MARTA chief promises to address overtime

MARTA’s new general manager told a joint legislative oversight committee Friday that he plans to curb the excessive overtime paid to certain police officers and bus drivers because it represents a potential safety hazard.

The overtime — which allowed some officers and drivers to double and triple their pay by working double shifts — raised serious concerns about drivers or police officers being too exhausted to safely do their jobs, members of the committee said. The Atlanta Journal-Constitution and Channel 2 Action News documented the practice last fall.

“Based on my experience, and I spent 21 years in the military, fatigue does affect judgment, and excessive fatigue … affects the ability to perform critical tasks,” said state Rep. Tom Miller, R-Dunwoody. Top national experts on sleep deprivation expressed similar views in interviews with the AJC.

About 130 police officers and 90 bus drivers boosted their salaries by 50 percent during a 12-month period ending in June, according to records obtained by the AJC. A handful made more in overtime than in regular pay. The chairman of the committee, state Rep. Mike Jacobs, R-Atlanta, said MARTA’s police did a good job overall and the agency had a relatively good public-safety record, but he still found the excessive overtime a “problem” and he expects MARTA to address it.

General Manager Keith Parker, who became the agency’s top administrator last month, said the excessive overtime had not yet produced any safety hazards and that an examination of bus drivers did not show any correlation between accidents or complaints and work hours. But he acknowledged that the number of hours in itself raised a concern and could put the agency at greater risk in litigation.

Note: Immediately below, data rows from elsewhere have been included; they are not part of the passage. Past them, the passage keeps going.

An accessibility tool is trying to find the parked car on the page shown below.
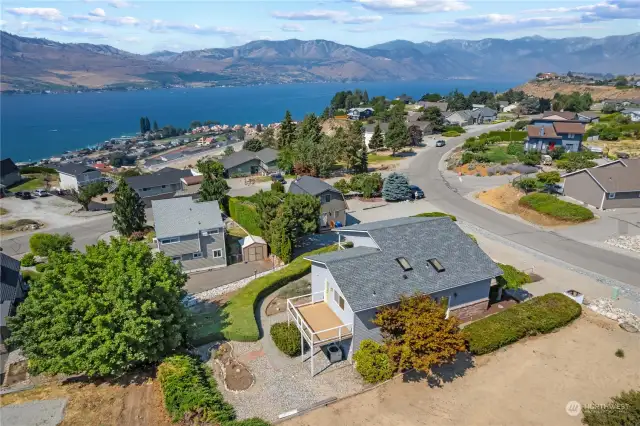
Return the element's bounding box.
[409,185,424,200]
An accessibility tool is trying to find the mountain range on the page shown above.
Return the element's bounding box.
[0,32,640,90]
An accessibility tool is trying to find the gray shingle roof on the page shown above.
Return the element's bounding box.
[289,176,340,196]
[151,197,224,238]
[311,217,502,312]
[124,167,193,189]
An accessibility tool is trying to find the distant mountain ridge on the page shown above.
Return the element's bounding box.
[0,32,640,90]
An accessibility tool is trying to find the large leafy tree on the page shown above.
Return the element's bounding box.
[373,294,466,372]
[9,238,187,376]
[113,179,147,237]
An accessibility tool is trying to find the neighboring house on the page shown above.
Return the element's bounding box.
[444,110,473,126]
[151,197,227,272]
[562,159,640,210]
[524,121,585,153]
[289,176,348,230]
[471,106,498,124]
[620,109,640,123]
[124,167,193,206]
[418,101,448,113]
[221,148,278,177]
[364,123,389,148]
[0,252,27,346]
[287,217,502,369]
[347,108,374,120]
[55,163,104,191]
[0,158,22,187]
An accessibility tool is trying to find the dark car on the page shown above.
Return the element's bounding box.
[409,185,424,200]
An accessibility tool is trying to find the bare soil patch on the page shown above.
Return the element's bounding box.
[476,184,584,226]
[1,375,172,426]
[286,310,640,426]
[216,343,253,391]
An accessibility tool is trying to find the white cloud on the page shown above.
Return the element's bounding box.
[271,9,382,24]
[350,0,469,14]
[89,7,107,17]
[6,7,64,21]
[280,24,304,33]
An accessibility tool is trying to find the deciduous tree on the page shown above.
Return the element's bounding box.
[9,238,186,376]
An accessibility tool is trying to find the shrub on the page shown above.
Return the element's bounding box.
[271,322,302,357]
[20,253,36,266]
[229,197,262,236]
[29,232,73,257]
[582,390,640,426]
[518,193,593,222]
[353,339,394,383]
[464,293,582,355]
[190,245,338,346]
[496,263,531,288]
[412,212,458,222]
[158,355,235,424]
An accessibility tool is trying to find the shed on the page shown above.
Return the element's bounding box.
[240,235,269,262]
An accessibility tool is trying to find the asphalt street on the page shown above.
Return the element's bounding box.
[407,123,640,287]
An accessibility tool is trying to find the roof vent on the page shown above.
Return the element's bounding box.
[427,258,444,272]
[396,257,413,271]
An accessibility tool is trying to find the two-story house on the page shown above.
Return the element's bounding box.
[289,176,348,230]
[55,163,104,191]
[151,197,227,273]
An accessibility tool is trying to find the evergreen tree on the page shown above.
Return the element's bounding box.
[113,179,146,237]
[369,122,384,151]
[278,110,296,149]
[382,173,411,201]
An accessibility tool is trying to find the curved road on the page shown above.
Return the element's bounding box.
[407,126,640,287]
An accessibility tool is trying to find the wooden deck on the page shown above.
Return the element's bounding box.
[296,302,351,341]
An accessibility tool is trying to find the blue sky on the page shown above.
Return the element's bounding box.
[0,0,640,53]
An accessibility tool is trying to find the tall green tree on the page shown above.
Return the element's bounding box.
[278,110,296,149]
[9,238,187,376]
[113,179,147,237]
[369,122,384,151]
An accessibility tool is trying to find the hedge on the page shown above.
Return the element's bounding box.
[518,192,593,222]
[411,212,458,222]
[190,245,337,346]
[270,322,302,357]
[229,198,262,236]
[464,293,582,355]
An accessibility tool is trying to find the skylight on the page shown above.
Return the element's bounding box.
[396,257,413,271]
[427,258,444,272]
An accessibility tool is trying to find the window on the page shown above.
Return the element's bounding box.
[427,259,444,272]
[396,257,413,271]
[160,237,180,244]
[333,291,344,311]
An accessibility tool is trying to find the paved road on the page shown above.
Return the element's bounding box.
[407,123,640,287]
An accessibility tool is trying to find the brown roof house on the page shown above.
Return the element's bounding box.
[562,159,640,210]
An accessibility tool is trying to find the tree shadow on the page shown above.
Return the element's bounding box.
[402,352,475,388]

Parker said federal highway rules prevent semi-truck operators from driving more than 10 hours in a maximum 15-hour workday. MARTA rules allow officers and bus drivers to drive or patrol 16 hours a day if they have eight hours off between shifts. Bus drivers get hourly breaks.

MARTA police have reinstituted a rule limiting overtime to 32 hours a week. Deputy Chief Joseph Dorsey said the department is also doing a better job of spreading out overtime among officers. Overtime issues involving bus drivers, who unlike police are part of a union, will be negotiated with union leaders, Parker said.

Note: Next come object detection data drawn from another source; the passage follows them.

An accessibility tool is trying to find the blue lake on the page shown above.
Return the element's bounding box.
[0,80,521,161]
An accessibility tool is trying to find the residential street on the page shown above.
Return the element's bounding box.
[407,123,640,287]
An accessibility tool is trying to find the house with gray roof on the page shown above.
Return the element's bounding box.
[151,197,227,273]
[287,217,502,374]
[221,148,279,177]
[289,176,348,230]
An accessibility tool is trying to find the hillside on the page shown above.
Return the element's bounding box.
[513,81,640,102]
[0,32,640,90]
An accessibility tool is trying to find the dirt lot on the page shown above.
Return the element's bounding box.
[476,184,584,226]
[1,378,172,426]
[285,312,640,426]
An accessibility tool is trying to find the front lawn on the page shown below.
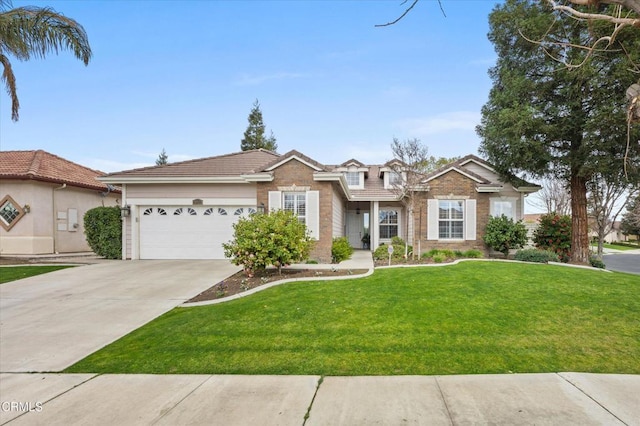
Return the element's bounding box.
[0,265,71,284]
[65,262,640,375]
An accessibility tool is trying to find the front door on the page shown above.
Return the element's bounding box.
[347,210,365,248]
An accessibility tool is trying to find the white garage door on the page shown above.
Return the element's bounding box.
[140,206,255,259]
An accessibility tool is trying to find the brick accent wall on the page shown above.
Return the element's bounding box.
[413,171,495,255]
[256,159,333,263]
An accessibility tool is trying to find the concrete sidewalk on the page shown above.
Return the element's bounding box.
[0,373,640,426]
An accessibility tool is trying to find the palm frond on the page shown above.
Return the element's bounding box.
[0,6,92,65]
[0,52,20,121]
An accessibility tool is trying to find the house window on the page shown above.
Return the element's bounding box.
[438,200,464,239]
[283,192,307,224]
[379,210,398,239]
[0,195,24,231]
[491,198,516,220]
[344,172,360,186]
[389,171,403,186]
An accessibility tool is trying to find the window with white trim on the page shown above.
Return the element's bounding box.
[490,198,516,220]
[0,195,24,231]
[438,200,464,240]
[379,209,398,240]
[389,171,404,186]
[282,192,307,224]
[344,172,360,186]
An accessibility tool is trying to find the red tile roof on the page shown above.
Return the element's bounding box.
[0,149,119,192]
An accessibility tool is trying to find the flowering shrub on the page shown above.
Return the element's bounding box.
[533,213,571,262]
[482,215,527,257]
[222,210,313,277]
[514,249,560,263]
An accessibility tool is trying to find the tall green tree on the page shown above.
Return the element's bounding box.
[477,0,640,264]
[240,99,278,152]
[156,148,169,166]
[0,0,91,121]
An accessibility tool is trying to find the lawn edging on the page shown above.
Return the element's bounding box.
[177,259,612,308]
[376,259,613,273]
[177,268,375,308]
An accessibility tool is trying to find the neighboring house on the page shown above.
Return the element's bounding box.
[0,150,120,255]
[100,150,539,262]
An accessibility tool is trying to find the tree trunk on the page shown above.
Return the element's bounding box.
[571,174,589,265]
[598,234,604,260]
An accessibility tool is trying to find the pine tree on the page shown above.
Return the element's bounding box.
[240,99,278,151]
[156,148,169,166]
[477,0,640,264]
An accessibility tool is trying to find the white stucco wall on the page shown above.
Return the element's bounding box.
[0,180,120,255]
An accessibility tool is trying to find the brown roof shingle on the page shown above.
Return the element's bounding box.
[0,149,119,192]
[106,149,280,180]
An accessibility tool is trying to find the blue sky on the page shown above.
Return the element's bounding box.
[0,0,496,172]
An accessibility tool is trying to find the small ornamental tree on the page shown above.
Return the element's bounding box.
[533,213,571,263]
[482,215,527,258]
[222,210,313,277]
[84,206,122,259]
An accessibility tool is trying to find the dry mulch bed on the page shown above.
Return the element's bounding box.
[186,268,368,303]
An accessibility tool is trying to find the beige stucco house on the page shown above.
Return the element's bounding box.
[0,150,120,256]
[100,150,539,262]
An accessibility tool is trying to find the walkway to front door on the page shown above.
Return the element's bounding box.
[347,210,369,248]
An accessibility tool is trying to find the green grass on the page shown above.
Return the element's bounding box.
[0,265,72,284]
[65,262,640,375]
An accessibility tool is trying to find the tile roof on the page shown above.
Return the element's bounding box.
[0,149,119,192]
[261,149,330,172]
[106,149,281,181]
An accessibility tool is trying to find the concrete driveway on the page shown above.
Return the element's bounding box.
[0,260,239,373]
[602,250,640,274]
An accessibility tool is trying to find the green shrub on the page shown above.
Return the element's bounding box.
[462,249,484,259]
[331,237,353,263]
[222,210,313,277]
[589,256,607,269]
[84,206,122,259]
[373,237,413,261]
[482,215,527,257]
[533,213,571,262]
[515,249,560,263]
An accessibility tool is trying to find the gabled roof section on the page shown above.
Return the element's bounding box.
[260,149,330,172]
[101,149,280,182]
[455,154,496,173]
[338,158,367,167]
[422,161,492,185]
[0,149,120,192]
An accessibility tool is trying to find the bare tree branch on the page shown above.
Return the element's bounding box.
[375,0,447,27]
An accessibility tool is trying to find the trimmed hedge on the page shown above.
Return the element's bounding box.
[514,249,560,263]
[84,206,122,259]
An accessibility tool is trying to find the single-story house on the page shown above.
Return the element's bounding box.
[100,150,539,262]
[0,150,120,256]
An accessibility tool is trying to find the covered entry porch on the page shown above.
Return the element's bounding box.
[345,201,406,251]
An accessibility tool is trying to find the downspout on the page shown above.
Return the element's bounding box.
[51,183,67,254]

Overtime will be an issue in a civil lawsuit against the agency involving the shooting death of an Atlanta man by a MARTA officer in October 2012, said lawyer Greg Feagle, who represents the man’s family. While Officer Robert Waldo was not found criminally liable in the killing of 19-year-old Joetavius Stafford, records showed Waldo was at the end of a double shift when the shooting occurred and had worked 37 hours of overtime that week.

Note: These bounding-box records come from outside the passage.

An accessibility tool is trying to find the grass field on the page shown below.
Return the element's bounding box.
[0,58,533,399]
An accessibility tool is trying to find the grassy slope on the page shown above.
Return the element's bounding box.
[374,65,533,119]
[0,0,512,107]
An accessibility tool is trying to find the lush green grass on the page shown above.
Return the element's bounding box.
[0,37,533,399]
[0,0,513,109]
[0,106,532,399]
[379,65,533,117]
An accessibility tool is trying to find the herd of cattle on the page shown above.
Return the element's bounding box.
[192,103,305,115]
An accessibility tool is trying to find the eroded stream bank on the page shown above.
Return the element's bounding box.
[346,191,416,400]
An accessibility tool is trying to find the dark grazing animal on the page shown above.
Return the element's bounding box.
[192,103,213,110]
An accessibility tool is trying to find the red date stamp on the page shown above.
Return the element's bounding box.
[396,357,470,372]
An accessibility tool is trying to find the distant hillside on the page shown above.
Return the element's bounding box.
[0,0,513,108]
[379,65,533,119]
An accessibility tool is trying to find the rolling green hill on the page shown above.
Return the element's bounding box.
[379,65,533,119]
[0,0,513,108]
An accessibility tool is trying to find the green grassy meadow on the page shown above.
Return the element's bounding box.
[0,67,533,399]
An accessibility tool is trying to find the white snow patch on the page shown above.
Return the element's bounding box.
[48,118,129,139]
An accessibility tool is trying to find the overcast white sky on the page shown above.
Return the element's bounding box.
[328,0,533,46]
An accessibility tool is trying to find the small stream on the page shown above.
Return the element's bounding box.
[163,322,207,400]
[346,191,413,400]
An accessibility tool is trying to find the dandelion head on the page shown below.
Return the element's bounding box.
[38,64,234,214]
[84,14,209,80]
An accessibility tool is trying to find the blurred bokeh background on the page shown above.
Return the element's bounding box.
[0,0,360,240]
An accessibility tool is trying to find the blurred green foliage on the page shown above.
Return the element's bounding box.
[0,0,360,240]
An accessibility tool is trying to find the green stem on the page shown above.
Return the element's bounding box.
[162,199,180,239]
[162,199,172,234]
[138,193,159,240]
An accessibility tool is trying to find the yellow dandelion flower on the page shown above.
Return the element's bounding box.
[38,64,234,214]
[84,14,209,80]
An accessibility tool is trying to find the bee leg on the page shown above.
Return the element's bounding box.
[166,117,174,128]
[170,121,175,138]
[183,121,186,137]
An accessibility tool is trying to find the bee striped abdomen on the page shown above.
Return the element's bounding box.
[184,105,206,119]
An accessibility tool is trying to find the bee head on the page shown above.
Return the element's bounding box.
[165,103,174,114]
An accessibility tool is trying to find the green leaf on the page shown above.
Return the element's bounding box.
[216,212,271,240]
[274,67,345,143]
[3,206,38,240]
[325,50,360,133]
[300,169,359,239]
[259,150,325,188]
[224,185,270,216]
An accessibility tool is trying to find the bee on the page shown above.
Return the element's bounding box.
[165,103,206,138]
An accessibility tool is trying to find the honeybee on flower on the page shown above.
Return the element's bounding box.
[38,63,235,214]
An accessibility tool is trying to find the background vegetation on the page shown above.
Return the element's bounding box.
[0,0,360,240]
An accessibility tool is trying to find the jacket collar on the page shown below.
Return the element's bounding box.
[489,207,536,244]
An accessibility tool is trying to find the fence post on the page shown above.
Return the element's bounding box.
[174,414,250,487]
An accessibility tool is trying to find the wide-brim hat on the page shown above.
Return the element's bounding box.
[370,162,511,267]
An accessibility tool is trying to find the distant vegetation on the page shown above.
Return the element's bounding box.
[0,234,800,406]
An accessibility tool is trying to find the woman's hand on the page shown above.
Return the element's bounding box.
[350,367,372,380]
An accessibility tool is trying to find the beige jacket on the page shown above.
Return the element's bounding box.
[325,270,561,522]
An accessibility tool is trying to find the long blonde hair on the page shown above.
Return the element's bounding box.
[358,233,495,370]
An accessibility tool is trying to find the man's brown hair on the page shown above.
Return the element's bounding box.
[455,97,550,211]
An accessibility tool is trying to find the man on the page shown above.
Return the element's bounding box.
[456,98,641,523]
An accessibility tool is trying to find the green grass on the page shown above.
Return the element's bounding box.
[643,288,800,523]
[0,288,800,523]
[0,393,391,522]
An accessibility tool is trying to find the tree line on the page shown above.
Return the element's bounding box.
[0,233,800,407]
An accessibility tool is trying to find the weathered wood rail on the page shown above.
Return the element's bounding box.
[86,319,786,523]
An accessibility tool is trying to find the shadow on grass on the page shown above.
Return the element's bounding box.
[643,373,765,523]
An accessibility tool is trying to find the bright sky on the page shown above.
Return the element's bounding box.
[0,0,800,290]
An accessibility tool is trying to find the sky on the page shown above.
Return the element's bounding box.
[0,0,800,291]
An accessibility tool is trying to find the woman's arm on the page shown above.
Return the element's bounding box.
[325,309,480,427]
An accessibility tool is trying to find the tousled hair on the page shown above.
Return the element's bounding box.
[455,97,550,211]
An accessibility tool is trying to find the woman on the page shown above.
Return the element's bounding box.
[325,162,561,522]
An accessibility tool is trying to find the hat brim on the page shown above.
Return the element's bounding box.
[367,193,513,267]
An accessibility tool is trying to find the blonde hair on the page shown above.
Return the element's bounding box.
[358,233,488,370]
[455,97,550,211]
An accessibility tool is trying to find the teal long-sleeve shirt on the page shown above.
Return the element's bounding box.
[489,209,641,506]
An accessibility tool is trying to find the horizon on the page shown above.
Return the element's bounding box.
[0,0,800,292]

Witnesses had seen Stafford firing a gun shortly before he fled police, but no gun was found by Stafford’s body. Waldo said he fired when he saw Stafford make an aggressive move. Other witnesses said Stafford was surrendering.

A recent management audit found MARTA’s $26 million in overtime costs for all workers was about 5 percent higher than average for private companies and about 7 percent higher for public agencies in 2011.

The audit blamed excessive absenteeism for the overtime. But others contend that, too often, the driving force is saving money by hiring fewer workers. The agency’s overall labor cost was about 3.5 percent lower than average, the audit found.